HARNAS.CO.ID – Warga asal Surabaya, Tirtohardjo Rukmono melayangkan gugatan kepada PT Bank OCBC NISP usai mengeklaim kehilangan dana Rp392 juta secara misterius dari rekening pribadinya.
Perkara yang mencuat ke tengah publik ini telah memasuki proses hukum di Pengadilan Negeri Jakarta Selatan (PN Jaksel) dengan nomor perkara 574/Pdt.G/2025/PN JKT.SEL.
Kasus itu sendiri menyoroti problematika serius dalam sistem keamanan perbankan nasional, terutama ketika teknologi dan transaksi digital menjadi tulang punggung layanan keuangan. Namun, sebagaimana yang terjadi dalam perkara ini, tidak ada satu pun notifikasi, kode verifikasi, atau persetujuan transaksi yang dikirimkan kepada Tirtohardjo Rukmono selaku nasabah pemilik rekening di Bank OCBC NISP
“Klien kami baru menyadari kehilangan dana pada 18 Maret 2025. Setelah mencetak rekening koran, baru terlihat bahwa dana telah mengalir ke pihak tak dikenal tanpa jejak autentikasi,” kata kuasa hukum penggugat, Yasin Nur Alamsyah Hidayat Ali Samiaji dalam keterangan tertulis yang diterima Kamis (3/7/2025).

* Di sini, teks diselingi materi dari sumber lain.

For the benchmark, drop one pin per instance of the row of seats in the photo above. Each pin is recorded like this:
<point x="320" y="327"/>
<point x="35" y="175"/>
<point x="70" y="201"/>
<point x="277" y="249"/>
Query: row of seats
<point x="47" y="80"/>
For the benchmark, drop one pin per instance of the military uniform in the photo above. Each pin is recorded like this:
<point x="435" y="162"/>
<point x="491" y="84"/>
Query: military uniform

Yasin yang bernaung di Kantor Hukum Johanes Dipa Widjaja & Partners menjelaskan, selama hampir dua bulan setelah dana raib, pihak penggugat berkali-kali menghubungi pihak bank melalui undangan klarifikasi dan dua kali somasi resmi. Meski begitu, pada somasi pertama (25 April) maupun kedua (19 Mei), tidak ada jawaban, klarifikasi, atau bentuk itikad baik yang ditunjukkan pihak OCBC NISP.

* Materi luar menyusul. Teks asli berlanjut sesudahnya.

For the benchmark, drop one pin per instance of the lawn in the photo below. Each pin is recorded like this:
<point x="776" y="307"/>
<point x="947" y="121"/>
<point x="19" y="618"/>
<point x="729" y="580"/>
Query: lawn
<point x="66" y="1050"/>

“Ini bukan sekadar hilangnya uang. Ini alarm besar untuk perlindungan konsumen sektor perbankan. Kalau sistem gagal dan bank tak responsif, publik bisa kehilangan kepercayaan,” ujar Yasin.
Akhirnya, pada 5 Juni 2025, Tirtohardjo menggugat OCBC NISP atas dugaan perbuatan melawan hukum (PMH), menuntut pertanggungjawaban atas kegagalan sistem keamanan yang dianggap menyebabkan kerugian besar secara finansial dan psikologis.
Pihak Bank Dianggap Tidak Hadir Secara Sah
Terungkap, dalam sidang kedua yang digelar Kamis (3/7/2025), pihak OCBC NISP selaku tergugat memang hadir secara fisik melalui individu yang mengaku dari bagian legal PT Bank OCBC NISP Tbk.
Namun, individu itu tidak mampu menunjukkan surat kuasa maupun surat tugas resmi dari manajemen perusahaan. Karena tidak dapat membuktikan legal standing-nya, majelis hakim menyatakan kehadiran tersebut tidak sah secara hukum, dan menganggap tergugat tidak hadir dalam persidangan.
Akibatnya, majelis hakim menyatakan, kehadiran tergugat tidak sah secara hukum, dan menunda persidangan untuk pemanggilan ketiga (terakhir).
“Persidangan hari ini menunjukkan PT Bank OCBC NISP Tbk tidak memiliki kesiapan hukum yang serius. Mengirim seseorang tanpa kuasa resmi adalah bentuk pengabaian terhadap proses peradilan,” ujar Yasin Alamsyah usai sidang.
Kesiapan Digital Bank vs Hak Nasabah
Diketahui, mencuatnya kasus tersebut membuka diskursus lebih luas tentang tanggung jawab bank terhadap keamanan digital, terutama di tengah maraknya kasus peretasan, pembobolan rekening, dan transfer tidak sah. Dalam kasus ini, dana nasabah berpindah tanpa kode OTP, notifikasi, atau approval—sebuah ironi dalam sistem yang mengeklaim mengedepankan customer protection.
“Jika sistem gagal dan bank tidak mengakui tanggung jawabnya, lantas bagaimana nasabah bisa merasa aman? Ini bukan hanya soal Rp392 juta, tapi soal masa depan transparansi dan keadilan dalam sistem perbankan,” kata Yasin menambahkan.
Menanti Langkah OCBC NISP
Hingga berita ini diturunkan, pihak PT Bank OCBC NISP Tbk belum memberikan tanggapan resmi terkait gugatan maupun pernyataan kuasa hukum penggugat. Sidang lanjutan akan digelar dalam waktu dekat dengan harapan pihak bank hadir secara sah dan substansi perkara dapat mulai diperiksa secara materil.